I’m reading the book ‘What Do I Really Want?’ by Lloyd Lalande. It reminded me of a time when I was in the first grade and had just learned how to do that exercise where you lay on your back and do an air-bicycle. I felt so free.
We came back from PE, sat down to listen to a story and because I hadn’t learned how to contain that feeling of being free, I went on my back and did the air-bicycle. I was asked to go sit down at my desk away from the group. I had never been in trouble before, especially not by a teacher, and I felt my insides crumbling.
I’m not a bad kid? I thought. Why would she have me sit down?
I wasn’t harming anyone, wasn’t looking for attention, I just loved trying the new activity that made me feel free, fun and alive.
My relationship with my first grade teacher never felt the same on my end, I didn’t feel that she saw me for who I was or who I was being.
It’s interesting, especially being in the blogging world, the concept of being seen. Why being seen in all of your truth, freedom or aliveness is often something to fear, rather something to embrace and celebrate. Even posting this, I don’t know how many posts I’ve done, but there is always that little gut-bubble that says, am I ready to post this, and in turn, am I ready to be seen?
Maybe if we recognized that parts of our past taught us to shut out our natural pull to either express who we are, what we desire or how we’re feeling in the moment, we could learn to accept ourselves and move forward the way we always intended to.
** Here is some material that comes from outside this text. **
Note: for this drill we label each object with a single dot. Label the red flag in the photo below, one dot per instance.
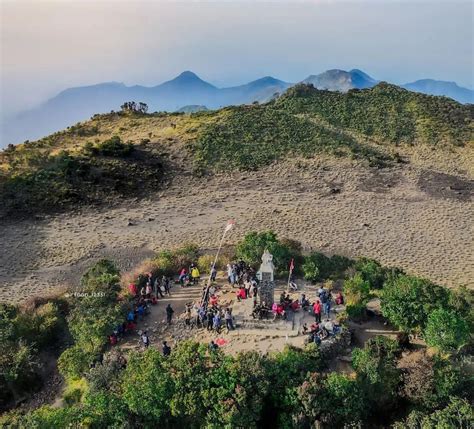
(229, 225)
When were you told to tone-down your truth, or your pure aliveness?
When did you feel that expressing who you are was shot down?
How would life look and feel if you were to own your freedom? To own the part of you that just comes easily, effortlessly, without shutting it down before it even has the chance to get out.
How can you do this? Self-compassion.
Self-compassion has been one of my favourite topics as of late. I remember when I was interested in learning about self-love there was something that just wasn’t clicking. I felt like I loved myself for who I am, but there was something that still felt missing. It was self-compassion.
By having compassion for the mere sense that you are human, and that everyone around you is human, you can allow yourself to show your true-self to those around you. Everyone makes mistakes, no one is perfect, everyone has desires and truth; that’s the beauty of it.
When you start seeing yourself as being a part of a larger community, you can let yourself off the hook a bit more and let out your truth.
If the concept of self-compassion interests you, I recommend the book Self-Compassion by Dr. Kristin Neff. Incredible, easy-to-read and filled with so many simple techniques that will change the way you speak and act towards yourself, and in turn, allow you to live out more of your truth.